DM0 Tutorial

DM0 is a vision-language-action model built on a dual-expert architecture with merged attention and Flow Matching for continuous action generation. Unlike the CogACT/OFT models, DM0 generates action trajectories through a diffusion-based approach, producing a chunk of future actions in one forward pass.

DM0 architecture

This tutorial follows the same workflow as the main Tutorial but focuses on DM0-specific configurations. Please ensure you have completed the Installation steps before proceeding.

Pretrained Model

Model	Description	Input Images	Action Dim	Model Size	Link
DM0-base	DM0 base model with Flow Matching action generation	Up to 3 Views	32D	2.4B	🤗 Hugging Face

Download the pretrained DM0 model into the checkpoints folder:

mkdir -p checkpoints
cd checkpoints
git clone https://huggingface.co/Dexmal/DM0-base DM0-base

Training

Before starting training, please follow the instructions in ModelZoo.md to download the pretrained DM0 model, and download the Libero dataset as described in Data.md.

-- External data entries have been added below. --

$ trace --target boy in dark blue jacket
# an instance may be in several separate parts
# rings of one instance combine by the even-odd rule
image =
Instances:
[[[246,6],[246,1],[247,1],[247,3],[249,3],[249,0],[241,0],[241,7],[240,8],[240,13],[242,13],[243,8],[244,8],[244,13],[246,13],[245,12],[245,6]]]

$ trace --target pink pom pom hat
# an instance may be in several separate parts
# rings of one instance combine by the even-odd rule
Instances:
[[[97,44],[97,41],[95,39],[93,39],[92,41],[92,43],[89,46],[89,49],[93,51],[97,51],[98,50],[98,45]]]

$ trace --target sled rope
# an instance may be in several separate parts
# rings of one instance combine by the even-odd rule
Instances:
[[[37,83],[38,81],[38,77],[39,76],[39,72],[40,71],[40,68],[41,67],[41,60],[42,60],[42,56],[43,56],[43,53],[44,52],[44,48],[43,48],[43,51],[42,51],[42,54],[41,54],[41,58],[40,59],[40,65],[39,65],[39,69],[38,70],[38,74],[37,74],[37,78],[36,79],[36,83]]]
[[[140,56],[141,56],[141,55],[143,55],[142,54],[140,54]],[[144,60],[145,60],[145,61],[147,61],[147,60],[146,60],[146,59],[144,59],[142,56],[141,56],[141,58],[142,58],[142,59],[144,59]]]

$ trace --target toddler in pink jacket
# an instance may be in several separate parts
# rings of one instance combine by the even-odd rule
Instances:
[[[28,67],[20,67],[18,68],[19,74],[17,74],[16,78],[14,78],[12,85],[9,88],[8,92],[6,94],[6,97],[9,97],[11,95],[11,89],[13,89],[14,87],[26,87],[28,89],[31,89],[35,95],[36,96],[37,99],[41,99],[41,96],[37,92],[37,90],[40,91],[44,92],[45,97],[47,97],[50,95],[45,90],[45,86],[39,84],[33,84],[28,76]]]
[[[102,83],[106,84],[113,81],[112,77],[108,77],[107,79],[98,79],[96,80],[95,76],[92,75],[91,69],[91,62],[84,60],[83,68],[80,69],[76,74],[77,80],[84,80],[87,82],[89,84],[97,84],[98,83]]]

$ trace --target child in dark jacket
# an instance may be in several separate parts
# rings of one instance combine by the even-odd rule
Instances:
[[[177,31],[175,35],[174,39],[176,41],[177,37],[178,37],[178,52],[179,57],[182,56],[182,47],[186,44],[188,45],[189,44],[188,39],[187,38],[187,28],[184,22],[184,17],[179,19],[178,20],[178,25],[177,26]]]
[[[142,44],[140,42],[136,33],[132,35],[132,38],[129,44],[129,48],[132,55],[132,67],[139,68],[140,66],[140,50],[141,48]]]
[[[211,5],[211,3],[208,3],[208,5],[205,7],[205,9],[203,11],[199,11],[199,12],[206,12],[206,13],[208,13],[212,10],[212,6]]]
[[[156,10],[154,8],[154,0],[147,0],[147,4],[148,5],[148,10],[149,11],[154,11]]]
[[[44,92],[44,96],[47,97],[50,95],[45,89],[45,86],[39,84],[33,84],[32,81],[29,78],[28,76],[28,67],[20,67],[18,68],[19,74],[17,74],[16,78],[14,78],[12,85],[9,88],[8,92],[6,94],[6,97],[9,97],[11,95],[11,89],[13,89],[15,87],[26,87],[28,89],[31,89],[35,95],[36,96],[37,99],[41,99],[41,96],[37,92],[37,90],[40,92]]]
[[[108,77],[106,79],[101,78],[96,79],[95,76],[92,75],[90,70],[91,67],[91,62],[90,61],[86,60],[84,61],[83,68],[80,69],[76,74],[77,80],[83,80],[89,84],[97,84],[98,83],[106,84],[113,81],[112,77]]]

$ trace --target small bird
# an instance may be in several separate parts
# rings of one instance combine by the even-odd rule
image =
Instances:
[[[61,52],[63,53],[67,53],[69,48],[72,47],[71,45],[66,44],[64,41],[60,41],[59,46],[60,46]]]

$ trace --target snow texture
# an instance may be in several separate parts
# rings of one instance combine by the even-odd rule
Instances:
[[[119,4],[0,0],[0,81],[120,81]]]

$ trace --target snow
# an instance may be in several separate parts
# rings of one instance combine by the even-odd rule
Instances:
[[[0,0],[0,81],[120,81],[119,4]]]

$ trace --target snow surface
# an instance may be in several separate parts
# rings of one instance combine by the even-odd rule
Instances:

Training a Model with Provided Data

We use Libero as an example to demonstrate how to train a DM0 model. The experiment configuration file for this example is located at: playground/benchmarks/libero/libero_dm0.py

Launch Training

torchrun --nproc_per_node=8 playground/benchmarks/libero/libero_dm0.py

We recommend using 8 × NVIDIA A100/H100 GPUs for training. If you are using 8 × RTX 4090, please use the configuration file scripts/deepspeed/zero3_offload.json to reduce GPU memory utilization. Normalization statistics are automatically computed before the first training run if not already cached.

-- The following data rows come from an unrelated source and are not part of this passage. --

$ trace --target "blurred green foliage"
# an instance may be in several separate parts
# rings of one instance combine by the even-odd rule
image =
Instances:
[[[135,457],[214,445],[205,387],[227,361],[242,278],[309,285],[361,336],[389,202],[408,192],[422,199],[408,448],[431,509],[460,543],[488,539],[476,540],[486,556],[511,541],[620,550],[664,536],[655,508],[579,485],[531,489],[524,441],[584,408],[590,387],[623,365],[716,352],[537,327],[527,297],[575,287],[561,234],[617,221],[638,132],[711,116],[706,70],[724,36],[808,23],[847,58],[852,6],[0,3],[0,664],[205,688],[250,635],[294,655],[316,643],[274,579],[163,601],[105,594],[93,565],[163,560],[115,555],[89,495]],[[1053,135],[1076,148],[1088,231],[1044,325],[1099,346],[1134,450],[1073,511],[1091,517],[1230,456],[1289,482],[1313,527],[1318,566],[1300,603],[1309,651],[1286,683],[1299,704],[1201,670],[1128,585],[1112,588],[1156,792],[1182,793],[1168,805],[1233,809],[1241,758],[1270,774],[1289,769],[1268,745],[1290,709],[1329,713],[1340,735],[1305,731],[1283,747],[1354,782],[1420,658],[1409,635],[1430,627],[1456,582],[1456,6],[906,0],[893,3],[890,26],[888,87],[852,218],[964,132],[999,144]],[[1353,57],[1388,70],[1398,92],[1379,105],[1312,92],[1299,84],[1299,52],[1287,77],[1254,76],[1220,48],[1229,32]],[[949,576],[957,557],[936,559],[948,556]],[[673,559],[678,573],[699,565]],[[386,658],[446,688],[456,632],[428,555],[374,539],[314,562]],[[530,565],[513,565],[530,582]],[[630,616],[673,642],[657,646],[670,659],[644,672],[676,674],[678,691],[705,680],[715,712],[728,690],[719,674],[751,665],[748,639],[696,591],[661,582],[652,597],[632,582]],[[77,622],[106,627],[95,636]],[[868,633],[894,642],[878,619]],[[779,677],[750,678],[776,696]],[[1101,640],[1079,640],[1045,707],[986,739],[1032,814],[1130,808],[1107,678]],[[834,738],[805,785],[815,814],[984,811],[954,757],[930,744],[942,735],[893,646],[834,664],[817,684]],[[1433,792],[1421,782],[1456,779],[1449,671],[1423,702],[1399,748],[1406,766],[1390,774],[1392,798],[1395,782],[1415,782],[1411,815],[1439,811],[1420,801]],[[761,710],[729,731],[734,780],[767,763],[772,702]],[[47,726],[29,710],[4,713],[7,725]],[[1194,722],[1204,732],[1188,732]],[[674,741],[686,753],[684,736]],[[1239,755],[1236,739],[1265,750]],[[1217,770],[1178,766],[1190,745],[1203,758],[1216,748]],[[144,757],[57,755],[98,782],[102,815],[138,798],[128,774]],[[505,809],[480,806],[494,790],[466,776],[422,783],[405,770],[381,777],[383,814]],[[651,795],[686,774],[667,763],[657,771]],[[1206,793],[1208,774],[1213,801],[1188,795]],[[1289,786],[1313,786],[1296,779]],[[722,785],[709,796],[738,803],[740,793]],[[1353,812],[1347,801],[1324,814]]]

Training a Model with Your Own Data

Prepare Your Own Data

Refer to Data.md for detailed instructions on data preparation. Once created, register your dataset under dexbotic/data/data_source.

Experiment Configuration

Create a new experiment configuration file based on playground/benchmarks/libero/libero_dm0.py and customize the following:

# DM0TrainerConfig
output_dir = [Path to save checkpoints]

# DM0DataConfig
dataset_name = [Name of your registered dataset]
num_images = [Number of camera views in your dataset]

# DM0InferenceConfig
model_name_or_path = [Path to your trained checkpoint]
action_dim = [Your action dimension]
non_delta_mask = [Indices of non-delta dimensions, e.g., gripper]

Launch Training

torchrun --nproc_per_node=8 path/to/your_dm0_exp.py

Evaluation

We provide pre-trained models for the Libero simulation benchmark. Here we use the Libero pre-trained DM0 model as an example.

First, you should download the pre-trained models and put it in the checkpoints folder.

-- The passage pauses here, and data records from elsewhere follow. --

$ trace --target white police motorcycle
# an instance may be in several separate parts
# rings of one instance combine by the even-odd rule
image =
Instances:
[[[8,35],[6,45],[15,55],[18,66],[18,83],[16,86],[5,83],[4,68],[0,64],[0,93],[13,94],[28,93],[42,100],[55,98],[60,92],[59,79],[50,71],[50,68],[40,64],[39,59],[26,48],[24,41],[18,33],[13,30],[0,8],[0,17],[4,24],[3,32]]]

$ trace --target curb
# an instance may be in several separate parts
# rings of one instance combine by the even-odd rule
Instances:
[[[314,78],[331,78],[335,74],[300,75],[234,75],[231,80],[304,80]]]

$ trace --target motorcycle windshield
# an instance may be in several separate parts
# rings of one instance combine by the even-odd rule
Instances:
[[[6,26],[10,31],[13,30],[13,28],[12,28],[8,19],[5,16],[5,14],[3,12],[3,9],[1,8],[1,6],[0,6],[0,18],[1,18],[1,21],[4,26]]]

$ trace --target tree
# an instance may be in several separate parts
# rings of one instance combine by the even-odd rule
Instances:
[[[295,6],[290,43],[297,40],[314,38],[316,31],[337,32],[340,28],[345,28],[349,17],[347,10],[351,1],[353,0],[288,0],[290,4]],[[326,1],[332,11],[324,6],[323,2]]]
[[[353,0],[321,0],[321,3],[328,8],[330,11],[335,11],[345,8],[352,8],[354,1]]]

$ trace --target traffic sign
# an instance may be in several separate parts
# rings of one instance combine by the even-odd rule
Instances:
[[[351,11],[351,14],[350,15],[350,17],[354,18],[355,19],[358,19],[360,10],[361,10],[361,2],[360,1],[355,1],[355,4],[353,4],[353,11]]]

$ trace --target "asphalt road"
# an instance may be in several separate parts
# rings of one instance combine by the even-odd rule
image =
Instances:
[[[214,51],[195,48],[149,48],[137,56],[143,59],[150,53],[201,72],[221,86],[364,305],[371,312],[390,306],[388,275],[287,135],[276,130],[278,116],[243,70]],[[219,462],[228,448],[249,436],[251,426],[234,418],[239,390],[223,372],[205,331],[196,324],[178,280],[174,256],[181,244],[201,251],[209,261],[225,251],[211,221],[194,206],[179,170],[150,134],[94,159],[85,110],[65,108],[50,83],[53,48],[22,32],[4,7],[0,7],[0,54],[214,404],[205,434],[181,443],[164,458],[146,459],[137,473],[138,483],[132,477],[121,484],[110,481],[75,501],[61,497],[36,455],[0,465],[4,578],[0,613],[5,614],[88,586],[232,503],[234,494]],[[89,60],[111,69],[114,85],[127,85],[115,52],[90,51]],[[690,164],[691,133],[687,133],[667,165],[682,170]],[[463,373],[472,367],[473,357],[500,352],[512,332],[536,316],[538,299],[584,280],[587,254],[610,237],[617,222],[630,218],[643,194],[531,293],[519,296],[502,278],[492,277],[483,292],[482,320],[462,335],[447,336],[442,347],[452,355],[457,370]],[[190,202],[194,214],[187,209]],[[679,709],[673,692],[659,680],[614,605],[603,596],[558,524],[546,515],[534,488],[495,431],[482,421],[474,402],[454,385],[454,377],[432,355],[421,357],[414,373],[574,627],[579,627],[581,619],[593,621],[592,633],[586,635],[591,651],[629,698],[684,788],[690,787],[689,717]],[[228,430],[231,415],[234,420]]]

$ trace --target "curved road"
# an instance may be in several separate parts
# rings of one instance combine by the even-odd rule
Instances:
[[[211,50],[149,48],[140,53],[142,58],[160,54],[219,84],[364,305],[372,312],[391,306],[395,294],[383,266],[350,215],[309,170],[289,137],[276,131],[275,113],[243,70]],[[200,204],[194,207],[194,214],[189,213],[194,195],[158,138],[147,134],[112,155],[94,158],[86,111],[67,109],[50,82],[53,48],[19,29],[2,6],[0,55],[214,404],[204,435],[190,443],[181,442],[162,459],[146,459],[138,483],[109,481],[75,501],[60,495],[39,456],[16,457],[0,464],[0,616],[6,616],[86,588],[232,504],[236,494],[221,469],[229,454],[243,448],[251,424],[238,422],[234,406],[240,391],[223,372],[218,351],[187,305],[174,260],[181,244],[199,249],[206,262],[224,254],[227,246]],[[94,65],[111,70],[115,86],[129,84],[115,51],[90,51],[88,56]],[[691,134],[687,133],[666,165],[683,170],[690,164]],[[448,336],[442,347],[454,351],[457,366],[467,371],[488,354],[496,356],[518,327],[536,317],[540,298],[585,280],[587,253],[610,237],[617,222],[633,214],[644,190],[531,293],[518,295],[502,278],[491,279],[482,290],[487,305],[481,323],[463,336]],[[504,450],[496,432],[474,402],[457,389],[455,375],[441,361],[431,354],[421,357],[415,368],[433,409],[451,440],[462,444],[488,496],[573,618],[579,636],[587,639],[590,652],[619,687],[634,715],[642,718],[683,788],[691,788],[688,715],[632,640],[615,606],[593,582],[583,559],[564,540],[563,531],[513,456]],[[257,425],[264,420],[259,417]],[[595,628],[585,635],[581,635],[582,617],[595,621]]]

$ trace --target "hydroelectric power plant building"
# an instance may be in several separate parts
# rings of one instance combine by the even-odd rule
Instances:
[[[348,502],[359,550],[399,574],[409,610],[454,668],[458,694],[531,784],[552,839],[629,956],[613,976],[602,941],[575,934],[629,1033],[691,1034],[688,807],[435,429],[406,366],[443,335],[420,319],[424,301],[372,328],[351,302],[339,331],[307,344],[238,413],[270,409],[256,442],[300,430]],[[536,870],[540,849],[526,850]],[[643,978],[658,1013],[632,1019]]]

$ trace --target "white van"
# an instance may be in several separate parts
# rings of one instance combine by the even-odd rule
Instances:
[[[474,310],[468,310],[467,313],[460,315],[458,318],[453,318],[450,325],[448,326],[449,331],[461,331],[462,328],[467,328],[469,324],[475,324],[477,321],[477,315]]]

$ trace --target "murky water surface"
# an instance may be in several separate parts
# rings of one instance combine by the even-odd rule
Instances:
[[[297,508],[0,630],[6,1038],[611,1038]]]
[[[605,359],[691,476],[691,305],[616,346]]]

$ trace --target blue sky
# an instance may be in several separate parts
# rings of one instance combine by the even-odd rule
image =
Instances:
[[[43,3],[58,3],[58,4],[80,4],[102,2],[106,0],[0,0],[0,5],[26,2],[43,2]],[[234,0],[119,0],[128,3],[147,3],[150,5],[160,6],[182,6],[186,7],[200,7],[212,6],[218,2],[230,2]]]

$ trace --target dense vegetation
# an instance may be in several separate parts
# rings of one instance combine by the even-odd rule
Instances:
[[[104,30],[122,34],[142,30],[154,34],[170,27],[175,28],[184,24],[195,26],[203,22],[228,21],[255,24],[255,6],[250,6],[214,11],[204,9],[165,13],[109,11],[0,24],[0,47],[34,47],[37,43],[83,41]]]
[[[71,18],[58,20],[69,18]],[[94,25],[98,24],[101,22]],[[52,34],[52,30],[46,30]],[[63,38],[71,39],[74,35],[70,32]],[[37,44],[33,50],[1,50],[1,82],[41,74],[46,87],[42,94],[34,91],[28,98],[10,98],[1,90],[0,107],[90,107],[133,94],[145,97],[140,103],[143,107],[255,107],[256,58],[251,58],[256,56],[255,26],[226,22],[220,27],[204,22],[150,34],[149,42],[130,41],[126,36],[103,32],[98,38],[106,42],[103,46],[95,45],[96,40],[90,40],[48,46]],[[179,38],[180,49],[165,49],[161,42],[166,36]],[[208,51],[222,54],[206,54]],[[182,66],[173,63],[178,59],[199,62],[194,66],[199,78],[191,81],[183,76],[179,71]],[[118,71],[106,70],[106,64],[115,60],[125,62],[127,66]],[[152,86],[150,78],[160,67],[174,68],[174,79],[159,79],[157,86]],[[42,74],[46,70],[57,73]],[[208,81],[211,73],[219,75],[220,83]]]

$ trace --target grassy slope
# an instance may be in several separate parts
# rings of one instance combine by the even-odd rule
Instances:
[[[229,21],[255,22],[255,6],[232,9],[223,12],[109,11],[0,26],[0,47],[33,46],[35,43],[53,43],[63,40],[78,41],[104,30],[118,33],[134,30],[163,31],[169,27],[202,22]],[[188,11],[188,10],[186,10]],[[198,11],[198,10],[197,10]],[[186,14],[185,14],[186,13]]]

mkdir -p checkpoints/libero
cd checkpoints/libero
git clone https://huggingface.co/Dexmal/DM0-libero DM0-libero

Deploy Mode

Start Inference Server

CUDA_VISIBLE_DEVICES=0 python playground/benchmarks/libero/libero_dm0.py --task inference

Test Model Inference Results

curl -X POST \
  -F "text=What action should the robot take to put both moka pots on the stove?" \
  -F "image=@test_data/libero_test.png" \
  http://localhost:7891/process_frame

Test Libero Benchmark with Dexbotic-Benchmark

Set up the dexbotic-benchmark following its instructions and test the deployed model in the LIBERO-GOAL environment.

cd dexbotic-benchmark
docker run --gpus all --network host -v $(pwd):/workspace \
  dexmal/dexbotic_benchmark \
  bash /workspace/scripts/env_sh/libero.sh /workspace/evaluation/configs/libero/example_libero.yaml

dexbotic-benchmark also works without docker, see its documentation for further support

Real-Robot Evaluation with RoboChallenge

You can evaluate DM0 models on real robots through the RoboChallenge platform using the Dexbotic-RoboChallengeInference framework.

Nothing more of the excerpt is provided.